Microsoft To Change Activation System For Windows 9, No More Product Keys
Ryan Martin / 2 years ago
Infamous Windows leaker WZOR has been at it again revealing more interesting details about the upcoming Windows 9 OS. Microsoft is set to overhaul the way Windows 9 is activated and will ditch the current product key system. In its place Microsoft will make having a store account with them compulsory, you will have to buy your license from the store and it will give you a generic ISO file to install your OS with. Once you install that ISO file your system will then be profiled (most likely motherboard related details) and then linked to your account and activated. To move to another machine you simply deactivate the install on the last system, redownload the generic ISO file and go through the online syncing process again. The concept will be applied to 3-user and 5-user family licenses as well as individual licenses.
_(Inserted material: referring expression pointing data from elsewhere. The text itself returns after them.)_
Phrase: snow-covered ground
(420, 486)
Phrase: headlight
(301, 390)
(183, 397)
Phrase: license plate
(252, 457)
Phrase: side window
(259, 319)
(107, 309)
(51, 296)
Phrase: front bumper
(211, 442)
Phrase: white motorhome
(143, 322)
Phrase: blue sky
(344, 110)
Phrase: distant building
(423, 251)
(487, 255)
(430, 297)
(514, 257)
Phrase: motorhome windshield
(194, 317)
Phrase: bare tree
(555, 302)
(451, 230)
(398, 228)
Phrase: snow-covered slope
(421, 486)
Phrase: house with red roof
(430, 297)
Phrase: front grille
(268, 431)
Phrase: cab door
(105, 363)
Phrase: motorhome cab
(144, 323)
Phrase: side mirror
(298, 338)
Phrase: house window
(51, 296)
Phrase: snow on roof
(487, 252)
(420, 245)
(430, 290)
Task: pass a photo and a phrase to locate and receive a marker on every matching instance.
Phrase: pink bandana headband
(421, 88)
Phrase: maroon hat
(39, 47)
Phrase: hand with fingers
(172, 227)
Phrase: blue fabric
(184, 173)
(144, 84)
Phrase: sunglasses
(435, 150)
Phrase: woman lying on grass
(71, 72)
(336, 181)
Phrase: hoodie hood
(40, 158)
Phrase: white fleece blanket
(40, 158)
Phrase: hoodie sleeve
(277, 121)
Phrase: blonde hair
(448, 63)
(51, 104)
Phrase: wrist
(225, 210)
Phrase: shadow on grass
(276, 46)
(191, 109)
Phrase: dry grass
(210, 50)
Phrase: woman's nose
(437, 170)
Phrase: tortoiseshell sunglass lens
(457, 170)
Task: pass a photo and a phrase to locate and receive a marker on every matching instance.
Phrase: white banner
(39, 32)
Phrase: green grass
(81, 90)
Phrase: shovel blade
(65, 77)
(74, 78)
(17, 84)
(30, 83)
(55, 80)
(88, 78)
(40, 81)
Straight away there are obvious issues with the new method of activation. Firstly, you have to get a Microsoft store account, whether you want one or not because your activation is linked to your account. Secondly, you will need an internet connection to use your PC and install your OS, this may not sound like an issue for home users but for business users this could be a deal breaker: especially those on closed networks. Thirdly, motherboard upgrades will essentially break your system so you will have to reinstall your OS, annoying if you’re just making a same chipset family upgrade: such as Intel H81 to Z87 where a reinstall is not needed. Fourthly, if all licenses are sold via the Microsoft store then Microsoft are cutting retailers and resellers out of the operating system market: they can no longer sell licenses if they have to be acquired via the Microsoft store because there are no product keys to sell. In summary Microsoft are trying to force an “always-online” style of DRM onto the Windows OS, if this is the case, I don’t think it will go down very well at all. We saw a huge community retaliation against Microsoft’s attempt to make the Xbox One “always online”, I am sure we will see a similar thing within the desktop environment.
What are your thoughts on Microsoft’s new Windows activation system?